Sunday post-hike found us at Little Long Pond, just feet from the ocean shore, on one of the few sections of the road system I had yet to traverse (I love covering new ground I haven’t seen – new roads, new trails, whatever). Darling Daughter the Younger and I traipsed a four-mile loop heading clockwise around the pond and over Mitchell Hill with a few sublime viewpoints. After lap one, DDY headed off to snap another hundred photos (seriously, averaging two hundred a day, this kid knows how to beat the hell out of a bucket of pixels) while I spun around, dropped the pace to sevens, and cranked a hard lap in the opposite direction. Zen and satisfaction, what a deal.

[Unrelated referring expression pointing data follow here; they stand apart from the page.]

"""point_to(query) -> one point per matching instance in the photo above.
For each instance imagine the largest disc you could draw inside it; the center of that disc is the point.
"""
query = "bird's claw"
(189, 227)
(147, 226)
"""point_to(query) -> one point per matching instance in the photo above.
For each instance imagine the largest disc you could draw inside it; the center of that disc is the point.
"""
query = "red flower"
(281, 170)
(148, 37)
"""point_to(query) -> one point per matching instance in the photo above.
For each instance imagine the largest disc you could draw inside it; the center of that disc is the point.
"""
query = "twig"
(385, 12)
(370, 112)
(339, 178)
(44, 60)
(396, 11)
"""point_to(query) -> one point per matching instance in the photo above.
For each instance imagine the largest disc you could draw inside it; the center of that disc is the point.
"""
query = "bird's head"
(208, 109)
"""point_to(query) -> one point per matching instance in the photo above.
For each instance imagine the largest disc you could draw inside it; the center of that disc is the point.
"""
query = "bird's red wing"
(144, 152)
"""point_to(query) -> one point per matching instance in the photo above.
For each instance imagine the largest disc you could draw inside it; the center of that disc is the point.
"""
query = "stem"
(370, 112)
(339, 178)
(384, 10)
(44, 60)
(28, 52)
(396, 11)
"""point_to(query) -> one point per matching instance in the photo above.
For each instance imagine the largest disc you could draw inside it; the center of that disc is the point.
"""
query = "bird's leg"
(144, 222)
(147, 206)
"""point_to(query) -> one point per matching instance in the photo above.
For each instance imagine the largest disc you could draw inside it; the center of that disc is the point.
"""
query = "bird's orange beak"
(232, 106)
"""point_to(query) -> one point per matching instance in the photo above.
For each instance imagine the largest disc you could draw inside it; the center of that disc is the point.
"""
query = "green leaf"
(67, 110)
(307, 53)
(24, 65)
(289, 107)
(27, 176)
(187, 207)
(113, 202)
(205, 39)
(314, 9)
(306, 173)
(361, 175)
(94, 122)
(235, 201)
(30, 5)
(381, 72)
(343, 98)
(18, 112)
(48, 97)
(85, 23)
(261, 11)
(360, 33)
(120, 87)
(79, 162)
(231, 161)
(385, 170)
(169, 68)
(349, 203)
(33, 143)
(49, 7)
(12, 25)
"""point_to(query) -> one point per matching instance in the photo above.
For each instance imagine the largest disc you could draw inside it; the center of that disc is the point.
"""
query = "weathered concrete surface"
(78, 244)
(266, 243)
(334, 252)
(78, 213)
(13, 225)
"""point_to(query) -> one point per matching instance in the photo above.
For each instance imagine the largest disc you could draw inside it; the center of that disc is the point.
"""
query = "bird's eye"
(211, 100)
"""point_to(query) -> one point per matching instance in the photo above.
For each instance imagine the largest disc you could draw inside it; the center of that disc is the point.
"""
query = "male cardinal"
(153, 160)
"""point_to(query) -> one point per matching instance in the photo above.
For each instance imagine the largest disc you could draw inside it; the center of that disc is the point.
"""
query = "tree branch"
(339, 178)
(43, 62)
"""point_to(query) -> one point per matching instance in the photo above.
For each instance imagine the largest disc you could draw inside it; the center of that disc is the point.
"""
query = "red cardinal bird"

Tuesday, our one day of no hiking, Maine cold, Maine rainy, Maine raw, so raw as to make me put on gloves in June, we assuaged our dismay at the weather by putting in highly choreographed long run. Departing from the famed Jordan Pond House, DDY headed clockwise on the “Around the Mountain” eleven mile loop, while I pushed the pace heading east to Bubble Pond before joining her route in the opposite direction, providing us with a Moment of Zen (Oh! John Stewart! We will SO miss you!) as we passed each other on the north side of Sargent Mountain where the views would have been sublime…save that Maine weather. Then, with the intent of covering a few more of the few remaining roads I’d yet traversed, I headed south to tie into the route of Sunday’s run, meaning the last of my sixteen miles, intricately planned to finish within two minutes of DDY, ended seriously uphill, agonizing, yet climbing on a new road (for me) through the valley of a rumbling brook so beautiful it was hard to care about the effort.

Thursday, having covered five summits in boots, DDY and I swapped them out for running shoes and set out on a purely tourist circuit on the northern quadrant of the carriage roads, arcing the outer limits of the Witch Hole Pond area. DDY wasn’t quite used to my tourist running mode and was rather surprised by our laissez-faire attitude, stopping for ponds, stopping for turtles, stopping for views, stopping for bridges, stopping for snakes, whatever.

After all, when the forest calls, sometimes you might work hard, but sometimes, you just go with it.